Objective: To investigate the role of TNF receptor-associated factor 2 (TRAF-2) and TRAF6 in CD40-induced nuclear factor-kappaB (NF-kappaB) signaling pathway and whether CD40 signaling requires TRAF2.

Methods: Human B cell lines were transfected with plasmids expressing wild type TRAF2 or dominant negative TRAF2, TRAF2-shRNA, or TRAF6-shRNA. The activation of NF-kappaB was detected by Western blot, kinase assay, transfactor enzyme-linked immunosorbent assay (ELISA), and fluorescence resonance energy transfer (FRET). Analysis of the role of TRAF-2 and TRAF-6 in CD40-mediated NF-kappaB activity was examined following stimulation with recombinant CD154.

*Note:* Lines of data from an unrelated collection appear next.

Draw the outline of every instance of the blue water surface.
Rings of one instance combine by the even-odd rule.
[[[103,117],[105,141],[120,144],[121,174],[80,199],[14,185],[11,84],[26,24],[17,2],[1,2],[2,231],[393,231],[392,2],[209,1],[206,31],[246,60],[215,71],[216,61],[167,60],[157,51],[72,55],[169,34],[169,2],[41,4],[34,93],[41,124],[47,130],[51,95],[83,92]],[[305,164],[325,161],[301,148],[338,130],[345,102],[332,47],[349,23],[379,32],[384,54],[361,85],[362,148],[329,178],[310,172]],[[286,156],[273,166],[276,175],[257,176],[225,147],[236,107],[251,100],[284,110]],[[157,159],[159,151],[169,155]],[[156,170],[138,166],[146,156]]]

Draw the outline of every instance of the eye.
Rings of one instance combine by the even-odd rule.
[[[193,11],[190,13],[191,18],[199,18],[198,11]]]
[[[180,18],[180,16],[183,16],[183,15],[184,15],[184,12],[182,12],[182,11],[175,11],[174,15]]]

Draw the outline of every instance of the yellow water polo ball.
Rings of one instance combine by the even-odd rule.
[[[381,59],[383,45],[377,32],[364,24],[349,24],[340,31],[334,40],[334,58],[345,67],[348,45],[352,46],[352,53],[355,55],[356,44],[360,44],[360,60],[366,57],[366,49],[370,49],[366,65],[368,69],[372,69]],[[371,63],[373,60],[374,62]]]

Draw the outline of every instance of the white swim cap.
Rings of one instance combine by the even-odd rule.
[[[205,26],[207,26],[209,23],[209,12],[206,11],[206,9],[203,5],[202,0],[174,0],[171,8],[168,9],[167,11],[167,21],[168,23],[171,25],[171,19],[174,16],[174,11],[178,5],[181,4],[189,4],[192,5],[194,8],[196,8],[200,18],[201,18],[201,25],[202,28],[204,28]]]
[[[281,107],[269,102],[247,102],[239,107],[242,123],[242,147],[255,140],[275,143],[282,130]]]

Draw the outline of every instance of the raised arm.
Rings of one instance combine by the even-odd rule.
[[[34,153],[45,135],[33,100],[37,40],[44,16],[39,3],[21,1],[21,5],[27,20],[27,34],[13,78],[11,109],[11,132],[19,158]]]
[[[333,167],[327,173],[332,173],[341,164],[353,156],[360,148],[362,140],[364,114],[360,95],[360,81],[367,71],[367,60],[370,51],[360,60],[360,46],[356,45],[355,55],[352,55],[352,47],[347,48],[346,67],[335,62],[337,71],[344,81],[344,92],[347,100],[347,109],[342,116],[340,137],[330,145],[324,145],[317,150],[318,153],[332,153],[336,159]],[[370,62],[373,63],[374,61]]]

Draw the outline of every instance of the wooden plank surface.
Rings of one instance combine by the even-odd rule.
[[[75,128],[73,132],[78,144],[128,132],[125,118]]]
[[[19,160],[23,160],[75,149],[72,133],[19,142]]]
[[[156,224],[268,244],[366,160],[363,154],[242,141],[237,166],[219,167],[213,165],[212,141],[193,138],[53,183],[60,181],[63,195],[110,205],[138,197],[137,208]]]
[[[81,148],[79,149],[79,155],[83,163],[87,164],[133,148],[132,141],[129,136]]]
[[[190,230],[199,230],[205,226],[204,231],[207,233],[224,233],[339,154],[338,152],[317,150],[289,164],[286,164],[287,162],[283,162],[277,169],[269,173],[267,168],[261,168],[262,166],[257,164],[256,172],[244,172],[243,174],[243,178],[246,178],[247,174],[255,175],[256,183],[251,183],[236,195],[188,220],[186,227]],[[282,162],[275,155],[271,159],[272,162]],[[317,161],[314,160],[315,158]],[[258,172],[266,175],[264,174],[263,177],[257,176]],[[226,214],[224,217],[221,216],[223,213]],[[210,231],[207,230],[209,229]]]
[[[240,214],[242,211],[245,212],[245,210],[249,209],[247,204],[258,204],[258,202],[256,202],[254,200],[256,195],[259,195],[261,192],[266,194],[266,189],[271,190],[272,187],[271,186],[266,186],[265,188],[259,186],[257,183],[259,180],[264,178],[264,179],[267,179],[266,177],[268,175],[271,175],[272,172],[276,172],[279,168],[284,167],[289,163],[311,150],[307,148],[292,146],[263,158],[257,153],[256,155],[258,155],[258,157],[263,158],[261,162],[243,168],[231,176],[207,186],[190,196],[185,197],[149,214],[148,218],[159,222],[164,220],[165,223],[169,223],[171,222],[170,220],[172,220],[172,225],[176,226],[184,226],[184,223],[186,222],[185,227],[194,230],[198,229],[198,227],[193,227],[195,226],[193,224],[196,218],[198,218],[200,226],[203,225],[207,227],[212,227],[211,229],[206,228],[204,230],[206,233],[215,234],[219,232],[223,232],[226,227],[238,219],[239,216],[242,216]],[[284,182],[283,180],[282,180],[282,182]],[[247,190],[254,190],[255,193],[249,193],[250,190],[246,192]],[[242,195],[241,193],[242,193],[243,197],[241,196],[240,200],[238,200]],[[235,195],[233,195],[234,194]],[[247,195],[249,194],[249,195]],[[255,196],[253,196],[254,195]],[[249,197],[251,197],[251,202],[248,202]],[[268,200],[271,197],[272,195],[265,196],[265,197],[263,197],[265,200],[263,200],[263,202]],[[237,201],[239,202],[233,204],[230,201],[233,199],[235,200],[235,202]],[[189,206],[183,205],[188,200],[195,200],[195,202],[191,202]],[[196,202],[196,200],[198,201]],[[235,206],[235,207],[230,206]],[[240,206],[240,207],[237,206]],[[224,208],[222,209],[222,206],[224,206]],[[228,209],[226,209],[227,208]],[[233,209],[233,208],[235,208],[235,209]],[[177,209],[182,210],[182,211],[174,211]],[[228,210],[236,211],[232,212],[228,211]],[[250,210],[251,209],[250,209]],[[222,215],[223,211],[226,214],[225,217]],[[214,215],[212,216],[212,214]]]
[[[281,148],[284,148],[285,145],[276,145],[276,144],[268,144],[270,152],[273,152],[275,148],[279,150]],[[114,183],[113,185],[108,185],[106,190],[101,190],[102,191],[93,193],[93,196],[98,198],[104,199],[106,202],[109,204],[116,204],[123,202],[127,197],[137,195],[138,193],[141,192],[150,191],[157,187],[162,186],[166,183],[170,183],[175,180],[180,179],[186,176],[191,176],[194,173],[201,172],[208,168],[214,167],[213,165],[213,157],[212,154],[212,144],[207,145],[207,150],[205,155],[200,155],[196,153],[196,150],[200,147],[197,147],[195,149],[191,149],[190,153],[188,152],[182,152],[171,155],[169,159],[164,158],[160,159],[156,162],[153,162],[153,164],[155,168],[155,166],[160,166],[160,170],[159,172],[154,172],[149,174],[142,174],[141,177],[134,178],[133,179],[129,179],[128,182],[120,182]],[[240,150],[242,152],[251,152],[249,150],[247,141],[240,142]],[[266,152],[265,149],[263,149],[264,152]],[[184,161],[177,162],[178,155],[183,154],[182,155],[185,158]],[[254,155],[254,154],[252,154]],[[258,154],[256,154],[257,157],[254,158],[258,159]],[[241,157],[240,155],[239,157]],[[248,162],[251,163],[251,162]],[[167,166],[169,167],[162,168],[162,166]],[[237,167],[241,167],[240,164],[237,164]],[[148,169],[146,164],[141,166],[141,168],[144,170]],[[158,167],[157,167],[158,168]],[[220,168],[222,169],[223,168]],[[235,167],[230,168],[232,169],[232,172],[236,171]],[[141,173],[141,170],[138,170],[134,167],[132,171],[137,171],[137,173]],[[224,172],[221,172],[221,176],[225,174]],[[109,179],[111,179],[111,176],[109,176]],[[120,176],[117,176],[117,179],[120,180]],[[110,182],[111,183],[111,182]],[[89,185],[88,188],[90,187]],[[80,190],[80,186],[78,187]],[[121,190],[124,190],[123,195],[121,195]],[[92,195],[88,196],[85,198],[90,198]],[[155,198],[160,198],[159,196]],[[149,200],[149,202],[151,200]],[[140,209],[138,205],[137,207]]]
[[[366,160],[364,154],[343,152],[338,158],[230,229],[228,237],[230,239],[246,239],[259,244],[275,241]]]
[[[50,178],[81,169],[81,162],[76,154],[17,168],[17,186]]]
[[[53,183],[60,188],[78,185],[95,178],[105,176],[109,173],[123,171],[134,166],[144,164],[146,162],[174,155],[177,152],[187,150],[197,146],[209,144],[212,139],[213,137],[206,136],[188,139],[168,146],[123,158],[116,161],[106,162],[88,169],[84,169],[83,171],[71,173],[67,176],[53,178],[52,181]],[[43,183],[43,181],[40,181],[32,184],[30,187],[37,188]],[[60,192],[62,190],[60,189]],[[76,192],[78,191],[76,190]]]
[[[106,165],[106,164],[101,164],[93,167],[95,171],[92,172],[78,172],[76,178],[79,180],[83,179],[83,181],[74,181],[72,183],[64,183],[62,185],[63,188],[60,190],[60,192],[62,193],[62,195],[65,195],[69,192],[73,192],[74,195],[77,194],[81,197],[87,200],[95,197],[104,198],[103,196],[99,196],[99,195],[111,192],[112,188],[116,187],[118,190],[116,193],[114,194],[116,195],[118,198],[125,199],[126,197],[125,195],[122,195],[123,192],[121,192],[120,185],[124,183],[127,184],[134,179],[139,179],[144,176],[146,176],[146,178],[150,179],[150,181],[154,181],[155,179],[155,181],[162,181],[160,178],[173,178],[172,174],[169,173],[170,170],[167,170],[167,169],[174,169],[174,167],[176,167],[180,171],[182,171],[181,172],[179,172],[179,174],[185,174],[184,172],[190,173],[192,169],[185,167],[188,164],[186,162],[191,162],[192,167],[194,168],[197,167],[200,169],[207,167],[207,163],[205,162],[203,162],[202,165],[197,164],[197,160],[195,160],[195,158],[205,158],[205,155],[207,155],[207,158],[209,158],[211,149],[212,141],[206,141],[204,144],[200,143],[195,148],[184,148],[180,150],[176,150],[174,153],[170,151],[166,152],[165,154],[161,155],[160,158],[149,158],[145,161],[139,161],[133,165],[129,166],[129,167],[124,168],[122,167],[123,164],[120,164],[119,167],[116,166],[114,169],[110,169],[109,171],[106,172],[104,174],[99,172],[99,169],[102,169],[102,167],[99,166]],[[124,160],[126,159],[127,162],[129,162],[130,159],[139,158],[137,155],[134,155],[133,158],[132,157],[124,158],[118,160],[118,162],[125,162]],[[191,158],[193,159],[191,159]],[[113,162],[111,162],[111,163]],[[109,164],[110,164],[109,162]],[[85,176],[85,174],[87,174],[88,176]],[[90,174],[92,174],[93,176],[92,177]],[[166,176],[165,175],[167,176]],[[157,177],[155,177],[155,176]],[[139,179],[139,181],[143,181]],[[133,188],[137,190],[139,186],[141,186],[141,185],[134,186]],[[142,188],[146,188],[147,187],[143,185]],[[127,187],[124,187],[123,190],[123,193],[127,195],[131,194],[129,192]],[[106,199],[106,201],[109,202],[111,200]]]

Results: TRAF2 induced activity of IkappaB-kinases (IKKalpha, IKKi/epsilon), phosphorylation of IkappaBalpha, as well as nuclear translocation and phosphorylation of p65/RelA. In contrast, TRAF6 strongly induced NF-kappaB activation and nuclear translocation of p65 as well as p50 and c-Rel. Engagement of CD154-induced nuclear translocation of p65 was inhibited by a TRAF6-shRNA, but conversely was enhanced by a TRAF2-shRNA. Examination of direct interactions between CD40 and TRAFs by FRET documented that both TRAF2 and TRAF6 directly interacted with CD40. However, the two TRAFs competed for CD40 binding.

Conclusions: These results indicate that TRAF2 can signal in human B cells, but it is not essential for CD40-mediated NF-kappaB activation. Moreover, TRAF2 can compete with TRAF6 for CD40 binding, and thereby limit the capacity of CD40 engagement to induce NF-kappaB activation.